Topeng


Wajah perlentenya menghiasi papan-papan reklame yang berada di tengah keramaian kota. Wajahnya terlihat putih dengan editan grafis yang tak pernah terelakan. Yang sebenarnya terdapat keusangan dari dalam dirinya yang tak banyak diketahui orang. Berpura-pura alim agar bisa dipercaya. Berpura-pura bijaksana agar orang  beranut kepadanya.
            Peci hitam sengaja dibelinya sebagai simbol perjuangan dan kesucian. Terpatri lekat di kepalanya yang tak pernah berfikir untuk orang lain. Selalu menjadikan dirinya sebagai orang terbaik di negeri ini yang pantas untuk dipuja. Dijadikan penjamin hajat hidup orang banyak, walaupun untuk dirinya sendiri entah terjamin atau tidak dengan siksa neraka, tidak ada yang tahu. Kepalanya membesar sebesar uang yang ia keluarkan untuk menjadikan dirinya terkenal.
            Dia bukan artis yang banyak dimintai berfoto bareng bersama para fans-fans fanatiknya. Dia juga bukan pahlawan yang berpura-pura menutup mukanya dengan topeng, padahal semua orang sudah tahu siapa dia.
            Menjadi baik semenjak fotonya menjadi hiasan kota-kota besar. Menjadi bersabar untuk sesaat saja memblusuk ke tengah-tengah pemukiman pasar dan rumah-rumah kumuh yang baru pertama kalinya dia lewati. Berusaha memanusiakan manusia yang selama ini dia anggap bukan sebagai manusia.
“Mbok.. mau milih siapa nanti?” seorang pria muda setengah baya yang pertama kali akan berpartisipasi dalam pesta demokrasi itu datang mendekati ibunya yang sedang duduk menonton televisi di ruang tamu. Bertanya seolah orang awam yang baru pertama kali muncul di dunia. Seolah seorang bayi yang langsung menjadi besar. Laksana pejuang kemerdekaan yang tak mengerti bahwa negaranya telah merdeka.

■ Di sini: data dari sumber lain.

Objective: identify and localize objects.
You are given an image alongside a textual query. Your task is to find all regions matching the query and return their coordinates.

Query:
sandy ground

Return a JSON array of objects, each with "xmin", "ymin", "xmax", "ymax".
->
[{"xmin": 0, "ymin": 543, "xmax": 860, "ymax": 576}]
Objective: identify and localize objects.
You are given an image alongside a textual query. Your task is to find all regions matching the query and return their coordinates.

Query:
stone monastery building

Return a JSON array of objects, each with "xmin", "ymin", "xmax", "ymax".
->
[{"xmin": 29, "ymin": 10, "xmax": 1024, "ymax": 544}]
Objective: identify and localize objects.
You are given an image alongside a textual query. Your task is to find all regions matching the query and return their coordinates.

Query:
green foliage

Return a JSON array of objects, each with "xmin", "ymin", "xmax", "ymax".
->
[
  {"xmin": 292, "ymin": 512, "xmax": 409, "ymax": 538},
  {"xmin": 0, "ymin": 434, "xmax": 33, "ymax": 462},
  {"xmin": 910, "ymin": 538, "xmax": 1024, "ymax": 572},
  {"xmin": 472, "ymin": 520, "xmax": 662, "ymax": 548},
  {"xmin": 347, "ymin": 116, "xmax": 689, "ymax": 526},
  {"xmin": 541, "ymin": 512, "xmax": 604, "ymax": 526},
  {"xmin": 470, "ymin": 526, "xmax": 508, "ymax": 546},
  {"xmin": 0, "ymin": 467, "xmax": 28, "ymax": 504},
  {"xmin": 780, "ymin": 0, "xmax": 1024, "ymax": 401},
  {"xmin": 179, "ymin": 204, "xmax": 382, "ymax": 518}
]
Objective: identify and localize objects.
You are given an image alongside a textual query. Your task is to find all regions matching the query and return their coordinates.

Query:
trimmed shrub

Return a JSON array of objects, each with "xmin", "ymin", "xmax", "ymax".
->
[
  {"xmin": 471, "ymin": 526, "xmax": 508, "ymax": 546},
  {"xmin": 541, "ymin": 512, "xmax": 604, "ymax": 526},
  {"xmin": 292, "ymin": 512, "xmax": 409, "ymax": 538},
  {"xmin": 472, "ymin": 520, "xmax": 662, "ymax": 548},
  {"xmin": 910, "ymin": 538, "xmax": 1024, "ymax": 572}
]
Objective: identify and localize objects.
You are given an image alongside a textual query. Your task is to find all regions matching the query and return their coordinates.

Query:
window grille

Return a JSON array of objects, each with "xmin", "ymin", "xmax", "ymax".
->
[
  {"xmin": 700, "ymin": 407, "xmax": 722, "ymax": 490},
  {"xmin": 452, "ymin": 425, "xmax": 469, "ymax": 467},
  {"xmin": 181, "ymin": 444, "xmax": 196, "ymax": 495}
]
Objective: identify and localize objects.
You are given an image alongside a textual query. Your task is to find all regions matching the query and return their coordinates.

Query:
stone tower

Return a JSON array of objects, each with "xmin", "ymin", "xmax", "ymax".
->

“Ya, yang mau ngasih duit aja li.. kalau nggak  begitu kan rugi.”

“Tapi kan mbok, kata Pak Guru itu haram dan tidak boleh lho…”
“Haram kan kalau mereka memberinya tidak ikhlas, kalau ditanya mereka memberinya ikhlas ko, lagian juga satu suara ini. Masih ada 200 juta suara lagi yang bisa milih dengan baik.”
Ali bingung dengan perkataan ibundanya, benar juga yang dikatakan oleh ibunya. Toh kalaupun haram kan karena mereka tidak ikhlas, kalau ikhlas kan namanya khalal.
“Mbok, itu bukannya yang disebut money politik?”
“Wah, kalao istilah itu tanyakan saja sama bapakmu yang ngerti bahasa inggris. Mbok tah, nggak pernah mikirin masalah itu. Yang penting kalau ada yang mau ngasih rejeki aja, mbok nggak nolak.”
Tampaknya ali hendak mencoba untuk menutarakan yang telah diceritakan oleh gurunya di sekolahan.
“Hmm,,,”
“Kenapa lagi nduk..?”
“Kalau kita milih karena dia  yang ngasih duit, apa mereka dapet duitnya kembali ya?”
“Haha,,, kamu pengen jadi seperti mereka?”
“Bukan begitu mbok, kalau mereka pas nyalon ngeluarin banyak sekali duit, otomatis mereka akan berusaha untuk balik modal kan mbok. Itu yang kata pak Guru bisa memicu seseorang jadi korupsi.”
Mbok Ali memandang kuat anaknya yang sedang belajar berujar. Belajar memikirkan kondisi yang ada di lingkungannya. Belajar menganalisis semua yang akan menjadi akibat dari suatu tindakan yang kurang tepat.
“Korupsi itu kan bukan karena itu saja, tapi juga karena para pejabat itu nggak pernah ngaji pas waktu muda. Makanya kamu kalo disuruh berangkat ngaji ke mesjid nggak usah banyak alasan. Pake alesan banyak PR lah, atau apalah..”
“Hehe,, nggak usah bahas yang itu deh mbok. Tapi Ali penasaran, apa mereka bakal minta jatah uang mereka yang sudah dibagi ke orang-orang ya? Emang gajinya cukup emang, kalo ndak korupsi?”
“Coba saja besok tanyakan sama gurumu. Aku yo ndak ngerti.”
“Justru itu yang kemaren dikasih tau sama pak guru. Katanya jangan mau trima kalau dikasih uang sama mereka-mereka yang mau nyalon. Katanya pilih sesuai hati nurani.”
“Ceklek..” suara pintu mendadak menyeruak tanpa ada protokol apapun yang mendahuluinya. Seseorang bertubuh tinggi dan berkumis tebal tampak menyembul dari ruang tamu yang tak jauh dari mereka berdua.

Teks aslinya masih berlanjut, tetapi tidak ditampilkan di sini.